Zaman zaman zihnimizde konuşup duran o sesleri duyarız, zorlu bir görevle karşılaştığımızda: “Başarısız olacaksın!”, “Denemenin bir anlamı yok, boşa zaman harcıyorsun!”, “Geçmişte başarısız olduğun zamanları düşün. Bunda da aynısı olacak.” ve saz arkadaşları.
Elbette kurduğumuz hayalleri ve koyduğumuz hedefleri gerçekleştireceğimizin garantisini kimse veremez. Fakat gerçek şu ki, eğer denemeye bile yanaşmazsak, en azından başarısızlığın garanti olduğunu biliriz. Biliriz bilmesine de, zihnimizde konuşup duran o sese “Tamam teşekkürler katkıların için, fakat şu anda seni dinlemektense çalışmayı tercih ediyorum.” demek o denli kolay olmaz.
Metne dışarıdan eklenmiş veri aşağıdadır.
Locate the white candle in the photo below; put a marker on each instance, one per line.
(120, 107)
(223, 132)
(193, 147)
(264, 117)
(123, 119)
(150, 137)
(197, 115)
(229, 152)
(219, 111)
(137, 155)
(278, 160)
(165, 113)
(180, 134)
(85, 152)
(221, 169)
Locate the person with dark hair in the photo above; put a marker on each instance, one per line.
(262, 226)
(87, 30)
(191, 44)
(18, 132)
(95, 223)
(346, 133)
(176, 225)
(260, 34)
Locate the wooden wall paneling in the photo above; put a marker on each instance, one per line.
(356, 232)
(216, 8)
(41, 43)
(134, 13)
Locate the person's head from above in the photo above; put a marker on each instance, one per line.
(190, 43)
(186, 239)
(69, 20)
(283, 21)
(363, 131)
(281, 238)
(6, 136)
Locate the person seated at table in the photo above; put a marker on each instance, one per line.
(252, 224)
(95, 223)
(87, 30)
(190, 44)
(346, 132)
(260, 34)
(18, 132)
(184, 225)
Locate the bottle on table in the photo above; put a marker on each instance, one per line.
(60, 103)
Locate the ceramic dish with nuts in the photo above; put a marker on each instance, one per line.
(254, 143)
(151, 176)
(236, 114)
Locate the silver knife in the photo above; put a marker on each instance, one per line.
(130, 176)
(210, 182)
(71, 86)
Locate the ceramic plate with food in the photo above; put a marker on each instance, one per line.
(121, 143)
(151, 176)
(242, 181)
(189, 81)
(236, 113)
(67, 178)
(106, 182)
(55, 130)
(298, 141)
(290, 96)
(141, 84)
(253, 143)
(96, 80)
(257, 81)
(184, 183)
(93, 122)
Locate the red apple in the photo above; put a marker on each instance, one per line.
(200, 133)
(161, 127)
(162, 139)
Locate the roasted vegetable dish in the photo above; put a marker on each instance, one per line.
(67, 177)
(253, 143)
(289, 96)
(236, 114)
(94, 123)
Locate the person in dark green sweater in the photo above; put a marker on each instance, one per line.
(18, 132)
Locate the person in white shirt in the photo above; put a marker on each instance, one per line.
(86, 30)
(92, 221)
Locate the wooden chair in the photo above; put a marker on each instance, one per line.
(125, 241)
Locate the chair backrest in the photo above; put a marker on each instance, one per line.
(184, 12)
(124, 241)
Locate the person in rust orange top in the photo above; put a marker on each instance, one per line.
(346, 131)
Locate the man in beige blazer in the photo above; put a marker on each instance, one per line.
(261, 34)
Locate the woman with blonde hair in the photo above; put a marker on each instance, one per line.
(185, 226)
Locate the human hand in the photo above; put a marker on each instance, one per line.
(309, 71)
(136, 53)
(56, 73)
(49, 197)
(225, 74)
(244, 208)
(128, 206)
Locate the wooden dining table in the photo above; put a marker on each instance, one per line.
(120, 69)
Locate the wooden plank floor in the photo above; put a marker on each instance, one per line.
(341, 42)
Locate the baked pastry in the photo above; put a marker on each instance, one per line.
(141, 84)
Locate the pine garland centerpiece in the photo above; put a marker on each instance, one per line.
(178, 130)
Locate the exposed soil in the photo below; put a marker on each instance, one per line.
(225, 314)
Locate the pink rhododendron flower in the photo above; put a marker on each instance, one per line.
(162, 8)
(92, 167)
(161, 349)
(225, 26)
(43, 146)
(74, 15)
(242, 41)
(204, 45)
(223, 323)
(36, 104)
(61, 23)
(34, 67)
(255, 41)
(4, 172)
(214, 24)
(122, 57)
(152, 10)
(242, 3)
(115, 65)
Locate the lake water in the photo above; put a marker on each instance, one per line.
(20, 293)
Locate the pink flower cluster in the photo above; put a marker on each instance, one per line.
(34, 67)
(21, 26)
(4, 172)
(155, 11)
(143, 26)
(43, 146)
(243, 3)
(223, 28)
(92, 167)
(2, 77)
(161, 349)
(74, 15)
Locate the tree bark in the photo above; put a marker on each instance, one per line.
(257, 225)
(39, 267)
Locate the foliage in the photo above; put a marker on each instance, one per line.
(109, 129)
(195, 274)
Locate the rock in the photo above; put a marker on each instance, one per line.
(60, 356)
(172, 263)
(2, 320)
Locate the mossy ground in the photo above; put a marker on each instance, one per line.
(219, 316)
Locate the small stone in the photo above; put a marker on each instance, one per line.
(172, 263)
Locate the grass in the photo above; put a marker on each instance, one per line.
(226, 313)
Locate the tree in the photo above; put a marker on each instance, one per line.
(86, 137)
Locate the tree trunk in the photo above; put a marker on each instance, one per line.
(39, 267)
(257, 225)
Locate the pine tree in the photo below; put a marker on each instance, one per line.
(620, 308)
Kendi hayatımdan yakın zamanda yaşadığım bir örnekle açıklayayım konuyu. Geçen yıl programlama dersimizin ikinci aşamasını geçemediğim için dersi bu yıl tekrar almam gerekti. Dersin bu aşamasını geçebilmek için yapmamız gereken, iki hafta içinde 15 katılımcının EEG verilerini hiçbir kullanıcı arayüzü kullanmadan, her aşamayı saf kod yazarak analiz edip raporlamak. Bunu gerçekleştirebilmek için yapmamız gerekenleriyse derste öğrenmiyoruz. Sınavın süresinin iki hafta olmasının sebebi de bu: Kitaplardan, GitHub’dan, bulabildiğimiz tutoriallardan, kısacası aklınıza gelebilecek her türlü kaynaktan faydalanarak kendi kendimize öğrenip öğrendiklerimizi pratiğe dökebilmemiz isteniyor. Zaten her ne kadar sınav niteliği taşısa da, “sınav” değil “öğrenme deneyimi” olarak adlandırmayı tercih ediyor hocamız. Ki bu noktayı aklınızda tutun, tekrar döneceğiz.
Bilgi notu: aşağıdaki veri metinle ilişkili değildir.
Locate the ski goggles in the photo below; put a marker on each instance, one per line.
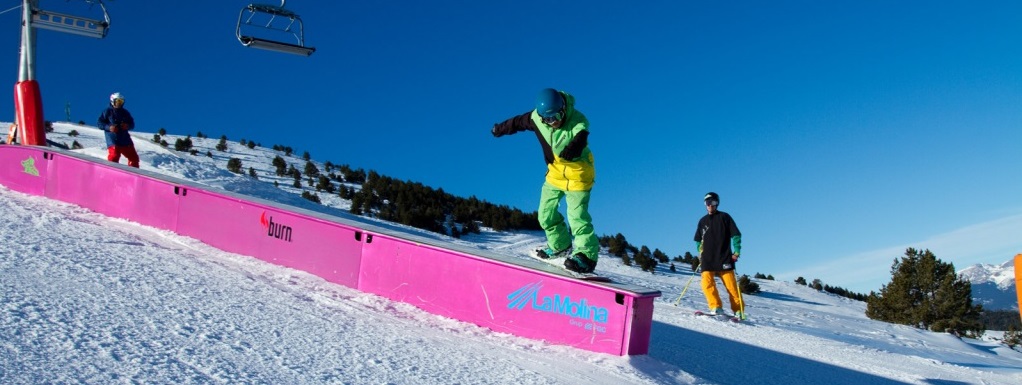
(553, 118)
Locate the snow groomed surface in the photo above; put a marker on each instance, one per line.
(471, 285)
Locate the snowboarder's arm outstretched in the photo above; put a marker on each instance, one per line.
(514, 125)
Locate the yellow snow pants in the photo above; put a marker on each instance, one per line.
(730, 283)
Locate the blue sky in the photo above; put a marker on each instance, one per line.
(836, 133)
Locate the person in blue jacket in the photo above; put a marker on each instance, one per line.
(115, 122)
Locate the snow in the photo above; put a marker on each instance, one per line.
(93, 299)
(1001, 275)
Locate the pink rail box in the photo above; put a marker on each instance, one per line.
(506, 294)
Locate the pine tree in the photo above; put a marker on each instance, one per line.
(234, 165)
(926, 293)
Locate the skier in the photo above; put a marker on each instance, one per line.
(115, 121)
(563, 135)
(719, 243)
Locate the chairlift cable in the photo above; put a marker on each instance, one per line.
(8, 10)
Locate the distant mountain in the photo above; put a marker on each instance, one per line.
(992, 285)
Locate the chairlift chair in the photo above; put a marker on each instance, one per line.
(71, 23)
(274, 17)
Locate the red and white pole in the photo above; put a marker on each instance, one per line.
(28, 97)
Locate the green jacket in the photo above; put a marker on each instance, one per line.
(570, 164)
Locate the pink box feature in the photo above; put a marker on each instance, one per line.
(509, 295)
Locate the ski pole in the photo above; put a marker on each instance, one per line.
(679, 300)
(741, 301)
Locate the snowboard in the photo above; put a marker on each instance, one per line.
(559, 262)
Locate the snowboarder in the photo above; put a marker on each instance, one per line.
(563, 135)
(115, 122)
(718, 243)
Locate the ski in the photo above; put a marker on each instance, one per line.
(728, 317)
Her neyse, yaşadığım stresin tarifi yok. İlk bir haftayı çoğunlukla “Ben lisansta psikoloji okumuş bir öğrenciyim. Mühendis değilim ki bunu becerebileyim.”, “Geçen sene geçemedim. Ya bu sene de aynısı olursa?”, “Bir kez daha geçemezsem okulum bir sene uzamak durumunda kalır.” düşünceleriyle boğuşmakla geçiriyorum.
En nihayetinde haftaya girmeden hemen önce, kendimle dürüst bir konuşma yapıyorum. “Tamam” diyorum, “olası ihtimaller ve sonuçlar ne Ece?”. Tek tek yazıyorum bir kağıda.
1. Başarı mümkün ve ben yapabileceğime inanıyorum. Elimden gelenin en iyisini deniyorum. Eğer yeterliyse de hedefime ulaşıyorum ve müthiş hissediyorum.
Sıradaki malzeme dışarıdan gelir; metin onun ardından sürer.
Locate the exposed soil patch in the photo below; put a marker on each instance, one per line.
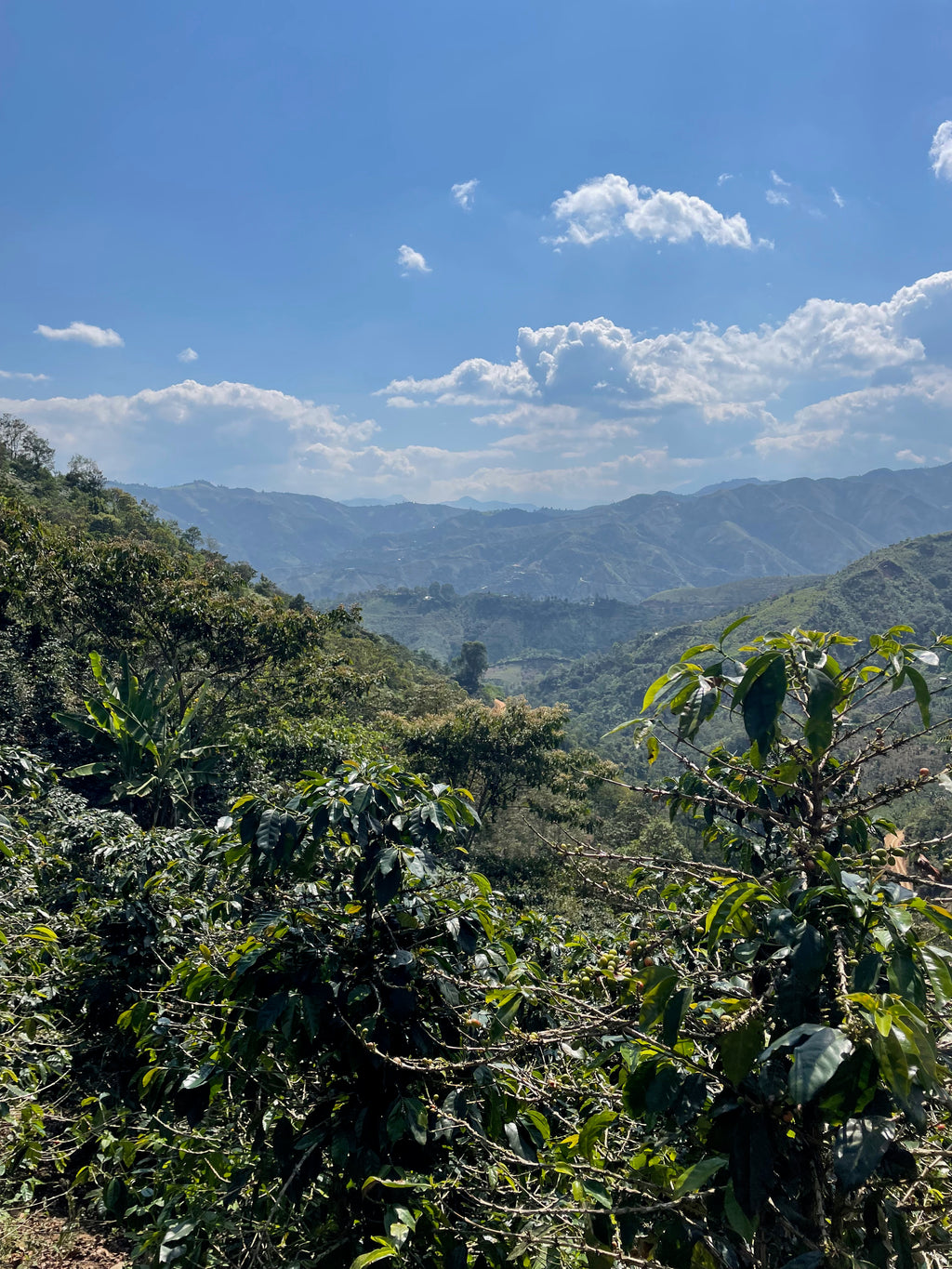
(37, 1241)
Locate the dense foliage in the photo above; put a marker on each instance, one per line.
(259, 1008)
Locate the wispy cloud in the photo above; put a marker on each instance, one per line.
(23, 375)
(464, 193)
(412, 261)
(941, 152)
(83, 333)
(611, 207)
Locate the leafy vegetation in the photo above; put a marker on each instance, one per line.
(306, 957)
2. Başarı mümkün değil ama ben yapabileceğime inanıyorum. Kullanıcı arayüzü kullanmadan EEG analizi yapabilmek önemli bir beceri ve ben bu beceriyi edinmek istiyorum. Bu uğurda çaba sarfetmek, değerlerim doğrultusunda adım atmak demek. Üstelik bu yolculuğu, başladığım noktadan çok daha ileri bir noktada bitireceğim dersi geçemesem dahi. Evet üzüleceğim ama hem elimden geleni yaptığımı bilmek beni iyi hissettirecek hem de bir sonraki sene için önemli beceriler depolamış olacağım ve işim çok daha kolaylaşacak.

3. Başarı mümkün ama ben yapabileceğime inanmıyorum. Değerlerim doğrultusunda adım atmıyorum. Yeni beceriler edinmiyor ve gelişmiyorum. Olduğum yerde sayıyorum kısacası. Üstelik, eğer denemiş olsam yapabilecek olduğumu görmek çok kötü hissettiriyor.

4. Başarı mümkün değil ve ben yapabileceğime inanmıyorum. Değerlerim doğrultusunda adım atmıyorum. Kazandığım (!) tek şey “İyi ki çaba sarfetmedim, nasıl olsa geçemeyecektim.” demek olur. Fakat ne yeni beceriler edindim, ne bir arpa boyu yol katettim bu seçenekte. Sıfır noktasında kaldım. İyi hissetmiyorum.

İhtimaller analizi, zihnimde bir şimşek çaktırıyor. Henry James ne güzel söylemiş diyorum:
“Bir kez deneyene kadar, neyi yapamayacağını bilemezsin.”.
Üstelik mesele yapıp yapamamak da değil, MESELE YOL KATETMEK. ŞU AN OLDUĞUN NOKTADAN BİR ARPA BOYU İLERLEYEBİLMEK. Bunun yegane yolu da DENEMEKTEN geçiyor.
-Ece

Benim bu dönem bu çılgın dersi geçme hikayem işte tam da bu analize dayanıyor. O olmasa ne yapardım bilmem 🙂
Bu paylaşımın birincil amacı, yapamayacağından şüphe edenlere ekrandan uzanıp şunları söyleyebilmek:
“Lütfen dene. Bir adım at. Göreceksin, hayat başarı ya da başarısızlıklardan değil, birbiri üstüne eklenen öğrenme deneyimlerinden ibaret.”.